LA RELATION ENTRE PRATIQUANTS

L’attention envers un autre pratiquant, quel que soit son niveau de réalisation, se doit d’être respectueuse ; chacun vient étudier dans la mesure de ses capacités.

Jessica Coelho

LA RELATION ENTRE PRATIQUANTS ET ENSEIGNANTS

Il doit en aller de même, entre pratiquants et enseignants.
Les enseignants doivent respecter les élèves pour leur démarche d’étudiant et l’énergie qu’ils dépensent à apprendre, même s’ils ont des difficultés.
Certaines personnes sont douées, d’autres moins. Il arrive de constater que certaines personnes parce qu’elles sont douées se dispensent de s’engager dans une vraie recherche… À contrario, on retrouvera bien souvent chez des pratiquants ayant de grandes difficultés, des personnes très assidues et très engagées.

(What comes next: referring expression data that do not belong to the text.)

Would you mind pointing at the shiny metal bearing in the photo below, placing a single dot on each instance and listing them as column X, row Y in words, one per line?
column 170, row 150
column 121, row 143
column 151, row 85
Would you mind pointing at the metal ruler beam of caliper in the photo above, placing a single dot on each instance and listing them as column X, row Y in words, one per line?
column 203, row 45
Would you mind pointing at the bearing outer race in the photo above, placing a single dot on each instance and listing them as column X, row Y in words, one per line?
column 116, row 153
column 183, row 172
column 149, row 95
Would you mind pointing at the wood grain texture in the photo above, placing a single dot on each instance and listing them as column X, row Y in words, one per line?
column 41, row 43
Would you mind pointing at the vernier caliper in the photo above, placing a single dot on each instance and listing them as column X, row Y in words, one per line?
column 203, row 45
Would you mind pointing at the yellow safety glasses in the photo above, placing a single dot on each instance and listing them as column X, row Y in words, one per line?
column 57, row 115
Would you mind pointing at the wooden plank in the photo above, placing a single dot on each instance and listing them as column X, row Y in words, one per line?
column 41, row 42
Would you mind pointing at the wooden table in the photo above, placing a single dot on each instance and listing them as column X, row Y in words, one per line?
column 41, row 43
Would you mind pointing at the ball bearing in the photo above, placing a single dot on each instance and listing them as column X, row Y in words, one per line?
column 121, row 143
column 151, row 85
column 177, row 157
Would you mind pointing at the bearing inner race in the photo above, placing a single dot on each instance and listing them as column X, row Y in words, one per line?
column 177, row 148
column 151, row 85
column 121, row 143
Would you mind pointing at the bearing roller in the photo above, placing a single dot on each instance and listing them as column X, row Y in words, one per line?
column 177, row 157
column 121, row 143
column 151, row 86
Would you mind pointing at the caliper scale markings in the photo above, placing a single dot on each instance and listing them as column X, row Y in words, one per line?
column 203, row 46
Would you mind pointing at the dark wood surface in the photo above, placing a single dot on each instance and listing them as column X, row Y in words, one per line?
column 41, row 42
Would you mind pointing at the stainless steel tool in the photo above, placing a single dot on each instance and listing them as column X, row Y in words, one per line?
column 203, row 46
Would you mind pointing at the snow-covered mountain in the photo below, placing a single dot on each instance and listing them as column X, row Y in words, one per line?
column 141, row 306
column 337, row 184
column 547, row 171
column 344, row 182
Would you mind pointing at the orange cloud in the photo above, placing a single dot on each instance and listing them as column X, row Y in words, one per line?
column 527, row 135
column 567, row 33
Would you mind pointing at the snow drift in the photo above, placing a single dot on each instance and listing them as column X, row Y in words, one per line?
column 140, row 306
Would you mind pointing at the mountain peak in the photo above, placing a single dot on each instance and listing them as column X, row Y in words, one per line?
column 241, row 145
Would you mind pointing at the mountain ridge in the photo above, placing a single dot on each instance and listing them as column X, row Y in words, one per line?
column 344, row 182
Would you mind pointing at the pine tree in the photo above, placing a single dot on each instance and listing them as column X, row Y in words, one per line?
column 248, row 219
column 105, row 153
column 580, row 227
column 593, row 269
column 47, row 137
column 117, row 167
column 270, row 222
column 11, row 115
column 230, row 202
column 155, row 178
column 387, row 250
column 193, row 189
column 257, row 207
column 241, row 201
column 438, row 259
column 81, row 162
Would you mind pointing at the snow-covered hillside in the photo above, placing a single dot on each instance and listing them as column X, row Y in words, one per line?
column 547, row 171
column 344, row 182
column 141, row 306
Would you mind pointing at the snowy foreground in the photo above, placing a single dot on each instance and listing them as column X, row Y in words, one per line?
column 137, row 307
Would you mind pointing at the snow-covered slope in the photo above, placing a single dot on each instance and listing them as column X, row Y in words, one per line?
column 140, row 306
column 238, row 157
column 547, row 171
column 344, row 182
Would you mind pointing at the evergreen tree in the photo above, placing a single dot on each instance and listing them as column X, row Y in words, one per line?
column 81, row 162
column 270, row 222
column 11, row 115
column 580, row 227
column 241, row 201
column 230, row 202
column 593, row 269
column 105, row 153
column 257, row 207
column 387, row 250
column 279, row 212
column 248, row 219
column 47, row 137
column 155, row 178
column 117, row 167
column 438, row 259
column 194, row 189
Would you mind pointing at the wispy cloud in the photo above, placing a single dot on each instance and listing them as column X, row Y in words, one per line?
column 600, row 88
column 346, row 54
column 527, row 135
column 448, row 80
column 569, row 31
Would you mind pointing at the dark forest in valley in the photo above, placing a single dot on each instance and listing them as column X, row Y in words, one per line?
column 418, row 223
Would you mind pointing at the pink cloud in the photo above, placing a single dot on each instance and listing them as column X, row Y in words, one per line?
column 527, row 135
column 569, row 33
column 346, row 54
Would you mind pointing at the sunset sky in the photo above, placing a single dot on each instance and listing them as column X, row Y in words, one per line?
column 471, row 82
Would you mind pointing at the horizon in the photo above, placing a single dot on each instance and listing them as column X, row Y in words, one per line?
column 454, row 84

Les élèves, quant à eux, doivent tenir en estime la connaissance du professeur, pour le travail qu’il lui a fallu donner pour l’acquérir, et sa recherche ainsi que son engagement dans sa pratique et son enseignement. Il est à noter que l’enseignant cherche constamment à comprendre comment un élève fonctionne et comment lui adapter au mieux son enseignement.

Guillaume Lefeuvre

L’ASSIDUITE

La régularité et l’engagement total (corps et esprit) dans la pratique sont les conditions indispensables à l’apprentissage des techniques.

Ils requièrent courage et volonté de dépassement de soi ; les progrès dans la maîtrise de la discipline et la joie qu’ils procurent sont à ce prix.

Par ailleurs, la ponctualité de chacun participe à l’harmonie du groupe.

LES HORAIRES

Ils sont à respecter dans la mesure du possible. En tout état de cause l’arrivée et l’intégration dans le cours doivent se faire avec délicatesse, respect et discrétion. Il faut saluer le sabre et attendre en seiza sur le côté de l’aire de pratique. C’est à l’enseignant d’indiquer l’entrée dans le cours.

Ces principes indispensables sont à respecter par tous sans exception et restent à approfondir par chacun avec l’aide du professeur et des anciens.